Any argument in support of a special claim necessitates certain apparent injustices, sets up certain provisional limitations, and can therefore be judged with fairness only by those who make due allowance for these conditions. In the discussion of æsthetics such impartiality can seldom be expected. Not unnaturally, people resent any attempt to dogmatize on matters so generally thought to lie within the domain of individual judgment. Many hold that in questions of tasteGefühl ist alles; while those who believe that beyond the oscillations of fashion certain fixed laws may be discerned have as yet agreed upon no formula defining their belief. In short, our civilization has not yet developed any artistic creed so generally recognized that it may be invoked on both sides of an argument without risk of misunderstanding.
This is true at least of those forms of art that minister only to the æsthetic sense. With architecture and its allied branches the case is different. Here beauty depends on fitness, and the practical requirements of life are the ultimate test of fitness.
If, therefore, it can be proved that the old practice was based upon a clearer perception of these requirements than is shown by modern decorators, it may be claimed not unreasonably that theold methods are better than the new. It seems, however, that the distinction between the various offices of art is no longer clearly recognized. The merit of house-decoration is now seldom measured by the standard of practical fitness; and those who would set up such a standard are suspected of proclaiming individual preferences under the guise of general principles.

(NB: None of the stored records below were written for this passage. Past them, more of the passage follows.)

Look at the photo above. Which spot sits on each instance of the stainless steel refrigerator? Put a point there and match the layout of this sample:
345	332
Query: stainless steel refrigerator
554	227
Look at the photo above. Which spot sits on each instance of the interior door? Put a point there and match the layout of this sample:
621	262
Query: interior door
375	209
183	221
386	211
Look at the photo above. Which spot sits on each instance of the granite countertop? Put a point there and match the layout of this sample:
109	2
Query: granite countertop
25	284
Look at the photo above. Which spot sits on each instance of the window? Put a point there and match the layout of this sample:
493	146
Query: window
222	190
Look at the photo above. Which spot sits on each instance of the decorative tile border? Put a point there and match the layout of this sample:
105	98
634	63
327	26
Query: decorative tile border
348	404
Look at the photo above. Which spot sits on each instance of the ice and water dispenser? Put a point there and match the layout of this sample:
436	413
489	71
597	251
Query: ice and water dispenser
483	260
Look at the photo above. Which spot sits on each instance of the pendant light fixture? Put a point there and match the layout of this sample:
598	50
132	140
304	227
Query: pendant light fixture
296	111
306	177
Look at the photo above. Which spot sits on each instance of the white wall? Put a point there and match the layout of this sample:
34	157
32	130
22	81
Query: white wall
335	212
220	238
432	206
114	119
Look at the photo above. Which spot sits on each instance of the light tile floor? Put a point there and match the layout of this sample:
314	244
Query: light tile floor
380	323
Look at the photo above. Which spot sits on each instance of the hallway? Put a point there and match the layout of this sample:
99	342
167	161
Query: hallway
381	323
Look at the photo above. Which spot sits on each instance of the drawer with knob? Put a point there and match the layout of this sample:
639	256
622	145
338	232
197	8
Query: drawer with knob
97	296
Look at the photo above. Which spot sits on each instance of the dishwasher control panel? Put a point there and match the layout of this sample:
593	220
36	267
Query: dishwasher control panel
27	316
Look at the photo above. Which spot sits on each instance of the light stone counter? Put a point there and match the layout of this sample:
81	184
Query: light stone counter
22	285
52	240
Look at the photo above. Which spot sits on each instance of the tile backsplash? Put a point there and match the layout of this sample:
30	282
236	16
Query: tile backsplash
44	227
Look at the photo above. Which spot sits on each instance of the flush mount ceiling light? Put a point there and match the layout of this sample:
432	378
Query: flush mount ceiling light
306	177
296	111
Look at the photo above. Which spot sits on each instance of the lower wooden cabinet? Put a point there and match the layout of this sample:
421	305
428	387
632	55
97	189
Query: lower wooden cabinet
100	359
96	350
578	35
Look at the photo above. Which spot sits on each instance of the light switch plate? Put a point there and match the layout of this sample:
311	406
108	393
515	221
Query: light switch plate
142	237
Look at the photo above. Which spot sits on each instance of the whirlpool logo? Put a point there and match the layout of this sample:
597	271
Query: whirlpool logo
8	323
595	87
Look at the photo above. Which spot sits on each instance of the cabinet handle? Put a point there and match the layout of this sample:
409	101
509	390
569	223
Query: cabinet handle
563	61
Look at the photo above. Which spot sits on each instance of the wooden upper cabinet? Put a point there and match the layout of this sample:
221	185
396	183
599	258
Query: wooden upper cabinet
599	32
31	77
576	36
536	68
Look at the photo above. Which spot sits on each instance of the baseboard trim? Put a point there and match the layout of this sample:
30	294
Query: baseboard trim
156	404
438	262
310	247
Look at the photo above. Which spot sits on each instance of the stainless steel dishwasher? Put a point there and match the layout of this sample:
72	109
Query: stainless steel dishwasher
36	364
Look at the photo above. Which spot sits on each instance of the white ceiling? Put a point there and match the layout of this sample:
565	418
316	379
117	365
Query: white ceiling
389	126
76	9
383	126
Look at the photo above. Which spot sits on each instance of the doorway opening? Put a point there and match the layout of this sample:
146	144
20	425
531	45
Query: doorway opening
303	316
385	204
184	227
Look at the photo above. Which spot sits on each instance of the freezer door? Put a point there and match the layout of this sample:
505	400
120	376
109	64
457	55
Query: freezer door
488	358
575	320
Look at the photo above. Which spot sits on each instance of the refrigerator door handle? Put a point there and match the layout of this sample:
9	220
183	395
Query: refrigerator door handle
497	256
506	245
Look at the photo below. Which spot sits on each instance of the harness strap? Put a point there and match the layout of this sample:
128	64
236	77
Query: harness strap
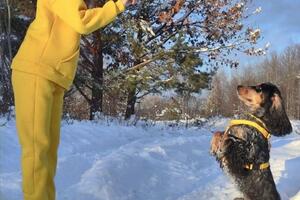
261	129
261	166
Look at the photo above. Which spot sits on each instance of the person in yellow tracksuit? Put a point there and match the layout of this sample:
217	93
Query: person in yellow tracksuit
42	70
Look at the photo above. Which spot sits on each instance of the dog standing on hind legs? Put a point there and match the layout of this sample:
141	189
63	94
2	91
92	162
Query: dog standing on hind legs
243	150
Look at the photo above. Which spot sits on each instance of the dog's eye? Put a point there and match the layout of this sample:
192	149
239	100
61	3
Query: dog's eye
258	89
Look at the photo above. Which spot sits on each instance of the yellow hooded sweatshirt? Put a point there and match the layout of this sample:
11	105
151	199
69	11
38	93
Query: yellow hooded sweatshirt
50	48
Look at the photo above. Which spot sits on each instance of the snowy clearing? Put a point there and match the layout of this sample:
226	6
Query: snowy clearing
109	161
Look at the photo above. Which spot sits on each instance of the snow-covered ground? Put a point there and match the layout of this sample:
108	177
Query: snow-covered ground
110	161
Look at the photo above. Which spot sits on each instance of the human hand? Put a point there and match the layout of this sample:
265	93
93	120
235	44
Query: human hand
129	2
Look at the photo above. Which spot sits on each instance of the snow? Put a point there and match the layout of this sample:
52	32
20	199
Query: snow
109	160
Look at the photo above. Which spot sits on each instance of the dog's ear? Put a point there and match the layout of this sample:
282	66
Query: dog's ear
279	123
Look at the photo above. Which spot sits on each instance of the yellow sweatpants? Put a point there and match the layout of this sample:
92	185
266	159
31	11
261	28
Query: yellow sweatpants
38	107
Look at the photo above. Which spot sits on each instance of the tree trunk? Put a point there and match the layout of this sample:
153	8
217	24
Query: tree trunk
97	77
131	100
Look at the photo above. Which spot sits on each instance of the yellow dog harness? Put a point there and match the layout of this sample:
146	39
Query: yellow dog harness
262	129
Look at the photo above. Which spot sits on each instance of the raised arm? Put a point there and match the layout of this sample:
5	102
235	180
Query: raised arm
84	20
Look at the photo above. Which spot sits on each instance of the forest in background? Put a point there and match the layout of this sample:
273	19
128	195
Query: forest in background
156	60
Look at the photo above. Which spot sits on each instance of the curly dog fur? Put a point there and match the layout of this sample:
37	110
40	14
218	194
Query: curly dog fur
244	144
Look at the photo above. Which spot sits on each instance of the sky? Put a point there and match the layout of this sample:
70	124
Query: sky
279	22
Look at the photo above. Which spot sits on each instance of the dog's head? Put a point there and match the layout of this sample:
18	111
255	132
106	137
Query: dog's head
265	101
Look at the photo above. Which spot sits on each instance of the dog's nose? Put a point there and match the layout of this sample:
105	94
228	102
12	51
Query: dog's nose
239	87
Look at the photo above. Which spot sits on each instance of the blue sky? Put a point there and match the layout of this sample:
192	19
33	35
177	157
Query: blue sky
279	22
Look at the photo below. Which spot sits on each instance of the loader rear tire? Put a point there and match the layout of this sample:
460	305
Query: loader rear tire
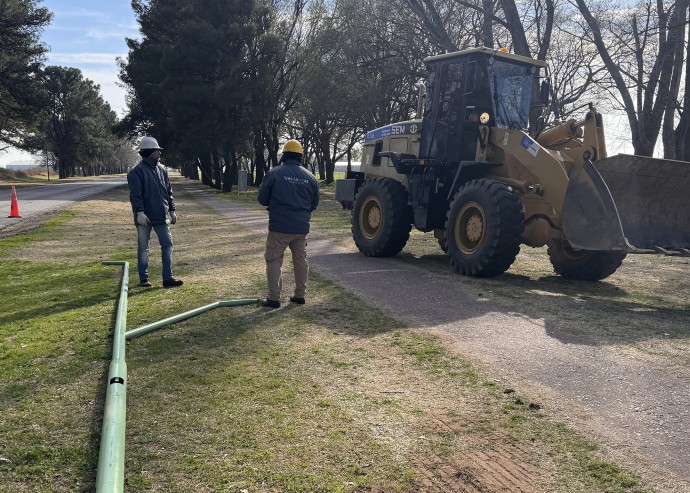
484	228
381	218
582	265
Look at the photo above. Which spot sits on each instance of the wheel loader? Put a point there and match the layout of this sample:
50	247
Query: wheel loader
480	169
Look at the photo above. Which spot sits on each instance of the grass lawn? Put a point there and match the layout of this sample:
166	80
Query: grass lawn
333	396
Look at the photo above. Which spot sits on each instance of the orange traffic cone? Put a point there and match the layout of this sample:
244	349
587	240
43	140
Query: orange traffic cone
14	208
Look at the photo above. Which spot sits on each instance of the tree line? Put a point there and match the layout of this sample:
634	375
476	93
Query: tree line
221	83
52	111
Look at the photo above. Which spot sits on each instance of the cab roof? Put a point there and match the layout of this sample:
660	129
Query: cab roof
488	51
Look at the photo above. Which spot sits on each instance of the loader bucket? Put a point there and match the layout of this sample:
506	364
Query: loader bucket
649	197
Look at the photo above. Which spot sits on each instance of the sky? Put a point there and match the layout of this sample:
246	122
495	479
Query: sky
88	35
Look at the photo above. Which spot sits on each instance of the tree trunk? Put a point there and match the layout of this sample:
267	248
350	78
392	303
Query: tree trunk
205	168
230	169
259	159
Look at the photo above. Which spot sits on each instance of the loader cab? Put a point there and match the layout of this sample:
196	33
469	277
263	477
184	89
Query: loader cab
466	86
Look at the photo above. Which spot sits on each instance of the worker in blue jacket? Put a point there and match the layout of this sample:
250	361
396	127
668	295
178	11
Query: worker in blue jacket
291	194
153	206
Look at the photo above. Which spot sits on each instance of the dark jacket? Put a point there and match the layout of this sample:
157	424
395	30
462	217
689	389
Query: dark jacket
291	193
150	191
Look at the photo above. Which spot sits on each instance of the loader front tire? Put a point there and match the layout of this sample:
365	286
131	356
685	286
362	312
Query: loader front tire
582	265
484	228
381	218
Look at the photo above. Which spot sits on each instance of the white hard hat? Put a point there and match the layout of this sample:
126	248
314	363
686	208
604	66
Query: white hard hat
148	143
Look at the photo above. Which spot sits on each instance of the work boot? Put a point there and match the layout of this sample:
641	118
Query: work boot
172	283
270	303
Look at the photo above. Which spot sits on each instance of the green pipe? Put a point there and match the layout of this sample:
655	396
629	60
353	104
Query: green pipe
110	476
145	329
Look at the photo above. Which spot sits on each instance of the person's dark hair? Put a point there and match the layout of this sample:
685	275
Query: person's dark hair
291	155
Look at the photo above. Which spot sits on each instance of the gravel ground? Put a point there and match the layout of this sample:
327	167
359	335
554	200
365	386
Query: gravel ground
637	408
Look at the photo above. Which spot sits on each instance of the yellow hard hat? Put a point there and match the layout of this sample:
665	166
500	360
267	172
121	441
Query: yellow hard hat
293	146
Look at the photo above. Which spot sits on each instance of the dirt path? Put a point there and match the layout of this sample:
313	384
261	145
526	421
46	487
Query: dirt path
638	408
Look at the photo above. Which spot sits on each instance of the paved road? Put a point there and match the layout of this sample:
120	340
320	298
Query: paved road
644	409
45	198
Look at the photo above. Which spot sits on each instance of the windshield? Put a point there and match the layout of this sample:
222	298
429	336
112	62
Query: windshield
511	86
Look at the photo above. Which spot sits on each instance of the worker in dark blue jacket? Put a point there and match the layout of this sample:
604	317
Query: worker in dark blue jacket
291	194
153	206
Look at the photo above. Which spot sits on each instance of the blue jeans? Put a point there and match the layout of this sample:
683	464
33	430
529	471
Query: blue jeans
165	240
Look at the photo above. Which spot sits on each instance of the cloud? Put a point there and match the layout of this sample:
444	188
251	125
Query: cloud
110	34
84	58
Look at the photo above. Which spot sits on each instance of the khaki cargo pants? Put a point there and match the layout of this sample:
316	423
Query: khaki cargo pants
276	243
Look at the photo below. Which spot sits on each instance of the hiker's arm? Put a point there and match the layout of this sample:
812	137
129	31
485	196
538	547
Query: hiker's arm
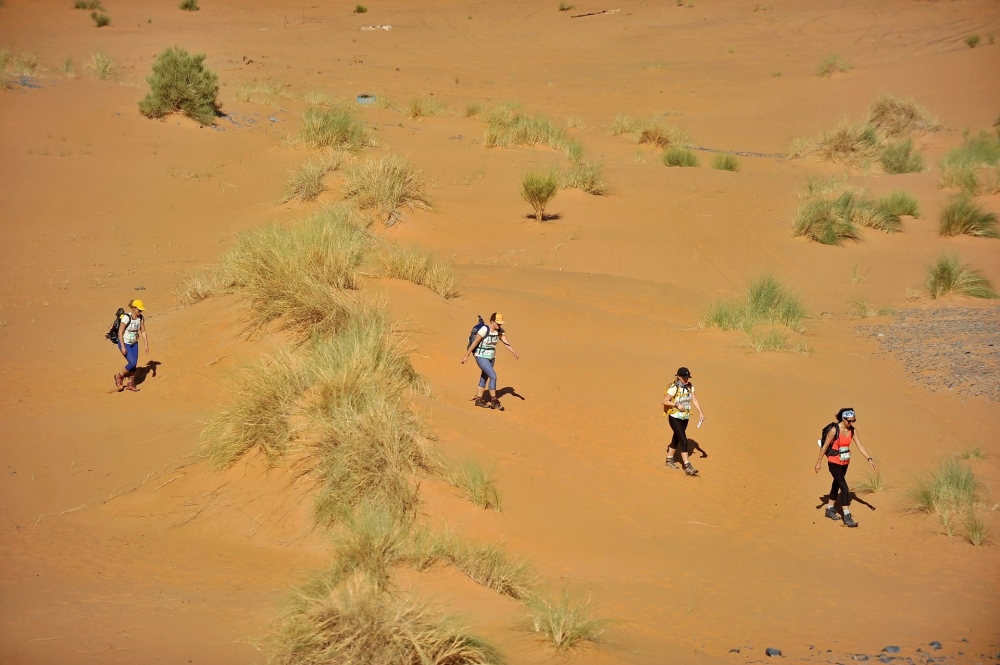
503	338
862	448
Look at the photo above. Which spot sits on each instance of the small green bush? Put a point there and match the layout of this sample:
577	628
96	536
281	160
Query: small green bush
538	188
833	63
963	216
725	161
680	157
949	275
899	157
180	82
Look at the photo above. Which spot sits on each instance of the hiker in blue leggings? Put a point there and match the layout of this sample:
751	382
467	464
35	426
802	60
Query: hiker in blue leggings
484	348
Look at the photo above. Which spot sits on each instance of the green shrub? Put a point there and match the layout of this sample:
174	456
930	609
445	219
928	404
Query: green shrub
974	166
949	275
833	63
538	188
564	623
384	185
725	161
680	157
180	82
899	157
899	203
587	176
963	216
766	302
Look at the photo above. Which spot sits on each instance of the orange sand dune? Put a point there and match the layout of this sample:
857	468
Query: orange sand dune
120	545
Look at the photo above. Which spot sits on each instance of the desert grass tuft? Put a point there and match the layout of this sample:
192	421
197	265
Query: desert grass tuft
680	157
418	266
538	188
963	216
587	176
564	623
101	66
306	182
355	622
766	302
949	275
336	128
180	82
384	185
725	161
477	483
832	64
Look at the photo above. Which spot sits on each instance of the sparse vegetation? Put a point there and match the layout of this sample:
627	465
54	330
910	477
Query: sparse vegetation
336	128
180	82
766	302
587	176
680	157
306	182
564	623
963	216
974	166
725	161
538	188
949	275
384	185
101	66
477	483
832	64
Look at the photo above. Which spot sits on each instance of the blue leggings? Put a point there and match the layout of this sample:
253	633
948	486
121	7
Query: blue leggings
486	365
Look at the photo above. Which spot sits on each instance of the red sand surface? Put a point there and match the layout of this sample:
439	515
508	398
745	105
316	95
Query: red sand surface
119	545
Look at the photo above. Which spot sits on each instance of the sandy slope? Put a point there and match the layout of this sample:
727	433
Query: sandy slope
118	545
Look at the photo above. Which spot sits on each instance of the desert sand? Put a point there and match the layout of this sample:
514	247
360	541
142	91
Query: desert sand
120	544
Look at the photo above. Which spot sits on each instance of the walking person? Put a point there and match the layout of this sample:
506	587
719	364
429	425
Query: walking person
677	405
131	326
837	450
483	345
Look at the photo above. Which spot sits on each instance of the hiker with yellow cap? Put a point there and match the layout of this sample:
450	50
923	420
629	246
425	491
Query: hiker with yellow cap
483	342
131	325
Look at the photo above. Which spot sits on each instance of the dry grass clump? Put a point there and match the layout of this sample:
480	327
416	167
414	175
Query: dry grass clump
949	275
680	157
974	166
424	108
418	266
477	483
538	188
384	185
101	66
587	176
306	182
564	623
766	302
180	82
963	216
336	128
832	64
355	622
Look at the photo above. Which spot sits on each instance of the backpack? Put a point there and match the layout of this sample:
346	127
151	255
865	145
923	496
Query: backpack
112	334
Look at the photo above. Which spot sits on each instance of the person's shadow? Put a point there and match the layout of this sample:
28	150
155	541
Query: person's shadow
142	372
503	392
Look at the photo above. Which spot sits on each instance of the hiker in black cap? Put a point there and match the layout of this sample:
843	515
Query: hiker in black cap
677	408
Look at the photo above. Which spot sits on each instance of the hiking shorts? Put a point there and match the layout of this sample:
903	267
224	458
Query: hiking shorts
131	356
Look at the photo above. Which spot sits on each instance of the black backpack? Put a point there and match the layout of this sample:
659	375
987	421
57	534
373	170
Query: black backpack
112	334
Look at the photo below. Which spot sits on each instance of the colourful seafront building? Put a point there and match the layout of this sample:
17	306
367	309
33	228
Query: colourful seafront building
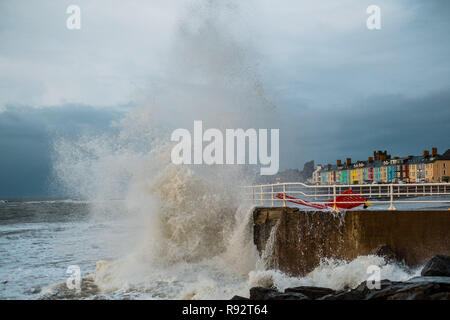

In this book, an endeavor has been made to draw no conclusion unwarranted by the premises; but whatever may be thought of the soundness of some of the deductions, they must be regarded, not as a criticism of individual work, but simply of certain tendencies in modern architecture. It must be remembered, too, that the book is merely a sketch, intended to indicate the lines along which further study may profitably advance.
It may seem inconsequent that an elementary work should include much apparently unimportant detail. To pass in a single chapter from a discussion of abstract architectural laws to the combination of colors in a bedroom carpet seems to show lack of plan; yet the transition is logically justified. In the composition of a whole there is no negligible quantity: if the decoration of a room is planned on certain definite principles, whatever contributes line or color becomes a factor in the composition. The relation of proportion to decoration is like that of anatomy to sculpture: underneath are the everlasting laws. It was the recognition of this principle that kept the work of the old architect-decorators (for the two were one) free from the superfluous, free from the intemperate accumulation that marks so many modern rooms. Where each detail had its determinate part, no superficial accessories were needed to make up a whole: a great draughtsman represents with a few strokes what lesser artists can express only by a multiplicity of lines.
The supreme excellence is simplicity. Moderation, fitness, relevance—these are the qualities that give permanence to the work of the great architects.Tout ce qui n'est pas nécessaire est nuisible.There is a sense in which works of art may be said to endure by virtue of that which is left out of them, and it is this "tact of omission" that characterizes the master-hand.
Modern civilization has been called a varnished barbarism: a definition that might well be applied to the superficial graces of much modern decoration. Only a return to architectural principles can raise the decoration of houses to the level of the past. Vasari said of the Farnesina palace that it was not built, but really born—non murato ma veramente nato; and this phrase is but the expression of an ever-present sense—the sense of interrelation of parts, of unity of the whole.
There is no absolute perfection, there is no communicable ideal; but much that is empiric, much that is confused and extravagant, will give way before the application of principles based on common sense and regulated by the laws of harmony and proportion.